Photocontrollable probes for the investigation of neuropeptide signalling and emotional memory (#342)
Neuropeptides regulate many physiological functions, including neuromodulatory actions, gene transcription and emotional responses.1-3 They also have been implicated in neuroadaptation, influencing neuronal plasticity and memory formation.
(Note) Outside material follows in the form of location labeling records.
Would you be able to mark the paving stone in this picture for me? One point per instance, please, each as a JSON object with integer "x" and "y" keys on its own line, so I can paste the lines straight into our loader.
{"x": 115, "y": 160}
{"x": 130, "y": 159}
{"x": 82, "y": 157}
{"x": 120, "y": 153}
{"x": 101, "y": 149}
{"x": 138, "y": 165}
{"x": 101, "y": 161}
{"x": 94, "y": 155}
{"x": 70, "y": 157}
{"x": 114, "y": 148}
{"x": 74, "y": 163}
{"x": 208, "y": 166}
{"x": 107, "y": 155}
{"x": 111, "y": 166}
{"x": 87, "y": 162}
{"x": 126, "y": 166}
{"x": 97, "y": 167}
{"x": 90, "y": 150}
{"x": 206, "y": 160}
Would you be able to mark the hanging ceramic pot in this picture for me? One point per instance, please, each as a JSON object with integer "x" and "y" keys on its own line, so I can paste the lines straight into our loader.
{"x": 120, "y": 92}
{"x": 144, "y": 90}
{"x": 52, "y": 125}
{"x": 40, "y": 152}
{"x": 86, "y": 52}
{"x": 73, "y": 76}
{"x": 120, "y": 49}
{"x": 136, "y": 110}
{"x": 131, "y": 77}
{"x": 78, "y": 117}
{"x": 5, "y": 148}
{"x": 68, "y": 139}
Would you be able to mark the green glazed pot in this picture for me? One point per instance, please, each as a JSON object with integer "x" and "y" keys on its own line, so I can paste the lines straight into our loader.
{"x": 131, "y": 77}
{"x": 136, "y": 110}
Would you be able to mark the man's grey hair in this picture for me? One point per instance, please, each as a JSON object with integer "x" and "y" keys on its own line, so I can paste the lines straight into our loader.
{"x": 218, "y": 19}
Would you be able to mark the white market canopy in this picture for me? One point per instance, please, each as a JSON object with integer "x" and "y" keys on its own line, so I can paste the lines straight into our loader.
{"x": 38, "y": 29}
However, the neuropeptide-mediated pathways underpinning memory formation have not been elucidated.1,3,4 Complex expression patterns of their respective receptors in various brain regions, in combination with a lack of receptor-subtype selectivity, their long half-life in the cerebral spinal fluid and the resulting diffusion distances throughout the brain make precise in vivo studies difficult.5,6
To address these issues, we are developing molecular probes to simulate endogenous neuronal secretion for investigating signalling pathways, with a focus on the role of neuropeptides in emotional memory formation. Using organic chemistry, we synthesised a selection of photolabile protecting groups (photocages) that follow different cleavage mechanisms and wavelengths ranging from UV light to the visible spectrum (365-527 nm). We incorporated these photocages into the neuropeptides oxytocin (OT) and vasopressin (VP) using solid and solution phase synthesis strategies and characterised them pharmacologically at their respective G protein-coupled receptors (OTR, V1aR, V1bR) in cellular functional assays.
The photocaged neuropeptides had a >100-1000-fold reduced activity compared to the endogenous ligands, validating our design strategy. Removal of the photocages (uncaging) was carried out via irradiation with UV light and confirmed by LC-MS and confocal microscopy. Incubation of cells with the photocaged neuropeptides did not generate a cellular response, but uncaging with a laser at the probes’ specific uncaging wavelengths yielded the desired physiological response, including cellular contractions and neuropeptide-mediated receptor internalisation.
- Sarnyai, Z.; Kovács, G. L., Pharmacol. Biochem. Behav. 2014, 119, 3-9.
- Van Damme, S.; De Fruyt, N.; Watteyne, J.; Kenis, S.; Peymen, K.; Schoofs, L.; Beets, I., J. Neuroendocrinol. 2021, 33 (1), e12911.
- Gøtzsche, C. R.; Woldbye, D. P. D., Neuropeptides 2016, 55, 79-89.
- Caldwell, H. K.; Lee, H.-J.; Macbeth, A. H.; Young, W. S., 3rd, Prog. Neurobiol. 2008, 84 (1), 1-24.
- Landgraf, R.; Neumann, I. D., Front. Neuroendocrinol. 2004, 25 (3-4), 150-176.
- Ludwig, M.; Leng, G., Nat. Rev. Neurosci. 2006, 7 (2), 126-136.